Lance: Efficient Random Access in Columnar Storage through Adaptive Structural Encodings
Weston Pace, Chang She, Lei Xu, Will Jones, Albert Lockett, Jun Wang, Raunak Shah
TL;DR
The paper investigates random access performance of columnar storage formats on NVMe-backed cloud storage, identifying structural encoding as the key factor shaping I/O efficiency. It introduces Lance, an adaptive encoding that combines full-zip and miniblock strategies to maintain strong random access across data widths and nesting levels while preserving full-scan performance and enabling a small search cache. Empirical results show Parquet can be tuned to achieve substantial improvements in random access, and Lance often matches or exceeds Parquet in both random access and full scans, with notable advantages in memory usage and tunability. The findings highlight the practical impact of encoding choices on NVMe utilization and offer a blueprint for future configurable, multi-purpose columnar formats.
Abstract
The growing interest in artificial intelligence has created workloads that require both sequential and random access. At the same time, NVMe-backed storage solutions have emerged, providing caching capability for large columnar datasets in cloud storage. Current columnar storage libraries fall short of effectively utilizing an NVMe device's capabilities, especially when it comes to random access.

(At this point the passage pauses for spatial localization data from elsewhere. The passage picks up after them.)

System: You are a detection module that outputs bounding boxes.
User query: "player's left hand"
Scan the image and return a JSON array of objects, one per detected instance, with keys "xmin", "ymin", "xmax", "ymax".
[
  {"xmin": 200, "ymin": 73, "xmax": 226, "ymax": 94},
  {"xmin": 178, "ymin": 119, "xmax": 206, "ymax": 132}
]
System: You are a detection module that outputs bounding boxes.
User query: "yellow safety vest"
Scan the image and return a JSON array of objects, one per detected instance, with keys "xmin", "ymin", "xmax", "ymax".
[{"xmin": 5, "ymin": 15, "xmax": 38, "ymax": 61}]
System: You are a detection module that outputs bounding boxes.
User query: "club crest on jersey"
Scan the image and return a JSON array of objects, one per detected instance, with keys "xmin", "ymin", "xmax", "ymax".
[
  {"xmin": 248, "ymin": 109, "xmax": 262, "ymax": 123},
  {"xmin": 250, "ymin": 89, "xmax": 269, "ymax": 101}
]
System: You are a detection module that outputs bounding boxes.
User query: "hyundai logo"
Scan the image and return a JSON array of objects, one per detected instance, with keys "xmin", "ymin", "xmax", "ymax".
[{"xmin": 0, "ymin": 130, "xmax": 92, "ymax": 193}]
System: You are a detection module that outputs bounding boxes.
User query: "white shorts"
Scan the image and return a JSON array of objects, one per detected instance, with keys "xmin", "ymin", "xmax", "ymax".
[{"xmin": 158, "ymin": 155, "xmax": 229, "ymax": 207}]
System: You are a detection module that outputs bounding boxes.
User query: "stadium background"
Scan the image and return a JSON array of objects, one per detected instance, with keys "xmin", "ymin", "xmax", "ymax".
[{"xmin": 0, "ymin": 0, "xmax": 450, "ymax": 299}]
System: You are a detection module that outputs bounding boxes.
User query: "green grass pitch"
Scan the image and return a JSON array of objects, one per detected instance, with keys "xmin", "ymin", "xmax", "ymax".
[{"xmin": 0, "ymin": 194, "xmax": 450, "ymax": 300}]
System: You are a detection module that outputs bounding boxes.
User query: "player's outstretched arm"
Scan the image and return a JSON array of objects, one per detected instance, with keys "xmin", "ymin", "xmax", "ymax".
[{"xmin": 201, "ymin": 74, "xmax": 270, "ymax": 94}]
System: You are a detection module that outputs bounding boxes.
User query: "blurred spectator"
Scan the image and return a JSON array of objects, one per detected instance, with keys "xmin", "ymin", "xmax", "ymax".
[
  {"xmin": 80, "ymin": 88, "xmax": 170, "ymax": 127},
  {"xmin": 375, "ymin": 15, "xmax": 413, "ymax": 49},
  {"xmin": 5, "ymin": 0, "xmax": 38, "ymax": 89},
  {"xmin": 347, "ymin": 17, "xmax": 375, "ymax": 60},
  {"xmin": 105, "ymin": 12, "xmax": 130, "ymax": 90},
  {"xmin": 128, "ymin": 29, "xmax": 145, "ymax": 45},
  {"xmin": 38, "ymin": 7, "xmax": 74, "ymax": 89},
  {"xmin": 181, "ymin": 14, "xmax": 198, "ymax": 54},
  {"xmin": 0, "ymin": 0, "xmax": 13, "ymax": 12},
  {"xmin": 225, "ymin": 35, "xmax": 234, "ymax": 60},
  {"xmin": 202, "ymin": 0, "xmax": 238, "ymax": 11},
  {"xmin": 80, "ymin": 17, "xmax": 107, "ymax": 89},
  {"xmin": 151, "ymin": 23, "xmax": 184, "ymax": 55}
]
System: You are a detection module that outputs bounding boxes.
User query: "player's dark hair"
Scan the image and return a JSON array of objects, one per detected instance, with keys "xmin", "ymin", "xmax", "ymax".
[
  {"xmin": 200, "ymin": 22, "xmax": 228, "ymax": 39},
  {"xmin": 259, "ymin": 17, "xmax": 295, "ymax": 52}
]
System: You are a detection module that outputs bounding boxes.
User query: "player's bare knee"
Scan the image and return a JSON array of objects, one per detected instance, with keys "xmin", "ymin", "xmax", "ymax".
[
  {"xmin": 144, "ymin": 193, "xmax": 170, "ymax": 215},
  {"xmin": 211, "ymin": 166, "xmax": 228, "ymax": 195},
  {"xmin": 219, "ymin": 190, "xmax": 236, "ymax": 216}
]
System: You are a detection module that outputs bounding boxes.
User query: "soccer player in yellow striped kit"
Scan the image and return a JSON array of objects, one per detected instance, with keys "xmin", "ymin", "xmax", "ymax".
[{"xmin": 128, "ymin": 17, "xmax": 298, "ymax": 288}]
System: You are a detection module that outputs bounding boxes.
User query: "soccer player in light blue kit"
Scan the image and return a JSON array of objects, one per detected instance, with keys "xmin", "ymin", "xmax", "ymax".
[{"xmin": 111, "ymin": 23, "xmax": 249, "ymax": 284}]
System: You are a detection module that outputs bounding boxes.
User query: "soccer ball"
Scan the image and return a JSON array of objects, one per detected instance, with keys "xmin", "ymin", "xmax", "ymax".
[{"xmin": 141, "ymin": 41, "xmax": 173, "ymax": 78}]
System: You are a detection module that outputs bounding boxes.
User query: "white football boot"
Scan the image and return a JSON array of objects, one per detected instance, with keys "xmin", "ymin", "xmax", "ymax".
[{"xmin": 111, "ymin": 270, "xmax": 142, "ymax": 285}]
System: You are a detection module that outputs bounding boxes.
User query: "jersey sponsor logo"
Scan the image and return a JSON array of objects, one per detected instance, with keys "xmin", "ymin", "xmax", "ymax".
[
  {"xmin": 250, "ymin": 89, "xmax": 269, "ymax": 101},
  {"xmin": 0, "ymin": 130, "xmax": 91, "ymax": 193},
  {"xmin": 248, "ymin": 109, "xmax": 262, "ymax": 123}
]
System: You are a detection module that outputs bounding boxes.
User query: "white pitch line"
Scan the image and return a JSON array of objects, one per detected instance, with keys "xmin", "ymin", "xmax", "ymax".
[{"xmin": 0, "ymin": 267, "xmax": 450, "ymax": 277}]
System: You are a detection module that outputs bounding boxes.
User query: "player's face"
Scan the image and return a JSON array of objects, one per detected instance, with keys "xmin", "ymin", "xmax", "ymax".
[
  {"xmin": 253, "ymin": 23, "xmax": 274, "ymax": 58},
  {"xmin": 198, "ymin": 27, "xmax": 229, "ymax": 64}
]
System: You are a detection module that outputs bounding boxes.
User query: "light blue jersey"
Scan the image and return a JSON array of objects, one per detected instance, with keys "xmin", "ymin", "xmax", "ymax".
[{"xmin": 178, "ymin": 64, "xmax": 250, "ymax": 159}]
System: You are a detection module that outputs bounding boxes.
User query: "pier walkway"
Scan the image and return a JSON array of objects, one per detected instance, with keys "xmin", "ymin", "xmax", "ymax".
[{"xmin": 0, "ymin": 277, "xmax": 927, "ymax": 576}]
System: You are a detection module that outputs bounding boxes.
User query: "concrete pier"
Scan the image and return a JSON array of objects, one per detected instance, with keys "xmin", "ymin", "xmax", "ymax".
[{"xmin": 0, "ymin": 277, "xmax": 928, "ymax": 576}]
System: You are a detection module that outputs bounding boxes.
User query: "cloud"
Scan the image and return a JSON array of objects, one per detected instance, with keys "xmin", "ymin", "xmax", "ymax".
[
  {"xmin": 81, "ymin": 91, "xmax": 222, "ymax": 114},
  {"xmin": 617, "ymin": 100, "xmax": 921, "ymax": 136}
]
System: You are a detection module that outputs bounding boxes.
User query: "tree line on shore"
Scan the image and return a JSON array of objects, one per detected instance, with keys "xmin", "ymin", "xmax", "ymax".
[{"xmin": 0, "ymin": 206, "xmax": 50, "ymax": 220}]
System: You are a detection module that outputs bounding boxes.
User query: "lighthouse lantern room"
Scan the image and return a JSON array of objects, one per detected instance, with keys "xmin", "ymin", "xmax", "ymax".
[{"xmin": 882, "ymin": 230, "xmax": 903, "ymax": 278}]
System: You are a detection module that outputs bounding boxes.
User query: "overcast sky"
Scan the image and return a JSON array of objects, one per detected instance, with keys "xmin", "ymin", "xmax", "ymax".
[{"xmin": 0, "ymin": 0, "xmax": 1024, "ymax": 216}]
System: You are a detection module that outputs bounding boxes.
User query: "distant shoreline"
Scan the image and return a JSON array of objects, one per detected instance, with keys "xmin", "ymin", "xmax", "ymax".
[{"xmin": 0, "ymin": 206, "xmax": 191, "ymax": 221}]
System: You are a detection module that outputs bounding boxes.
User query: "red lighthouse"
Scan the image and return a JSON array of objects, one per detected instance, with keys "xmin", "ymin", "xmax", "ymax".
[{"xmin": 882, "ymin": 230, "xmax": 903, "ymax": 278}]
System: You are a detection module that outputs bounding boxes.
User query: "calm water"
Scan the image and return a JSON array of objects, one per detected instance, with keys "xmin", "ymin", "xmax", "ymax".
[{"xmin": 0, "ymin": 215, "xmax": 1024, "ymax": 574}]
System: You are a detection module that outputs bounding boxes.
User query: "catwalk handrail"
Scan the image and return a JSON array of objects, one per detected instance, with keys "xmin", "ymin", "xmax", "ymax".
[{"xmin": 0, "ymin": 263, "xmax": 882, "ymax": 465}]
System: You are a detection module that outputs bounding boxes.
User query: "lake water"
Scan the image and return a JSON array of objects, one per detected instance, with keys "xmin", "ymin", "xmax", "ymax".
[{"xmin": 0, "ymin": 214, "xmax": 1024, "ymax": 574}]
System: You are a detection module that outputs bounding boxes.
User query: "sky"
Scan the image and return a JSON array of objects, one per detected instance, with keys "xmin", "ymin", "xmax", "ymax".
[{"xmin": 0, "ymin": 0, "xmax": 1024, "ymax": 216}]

Historically, this has been assumed an implicit weakness in columnar storage formats, but this has not been sufficiently explored. In this paper, we examine the effectiveness of popular columnar formats such as Apache Arrow, Apache Parquet, and Lance in both random access and full scan tasks against NVMe storage. We argue that effective encoding of a column's structure, such as the repetition and validity information, is the key to unlocking the disk's performance. We show that Parquet, when configured correctly, can achieve over 60x better random access performance than default settings. We also show that this high random access performance requires making minor trade-offs in scan performance and RAM utilization. We then describe the Lance structural encoding scheme, which alternates between two different structural encodings based on data width, and achieves better random access performance without making trade-offs in scan performance or RAM utilization.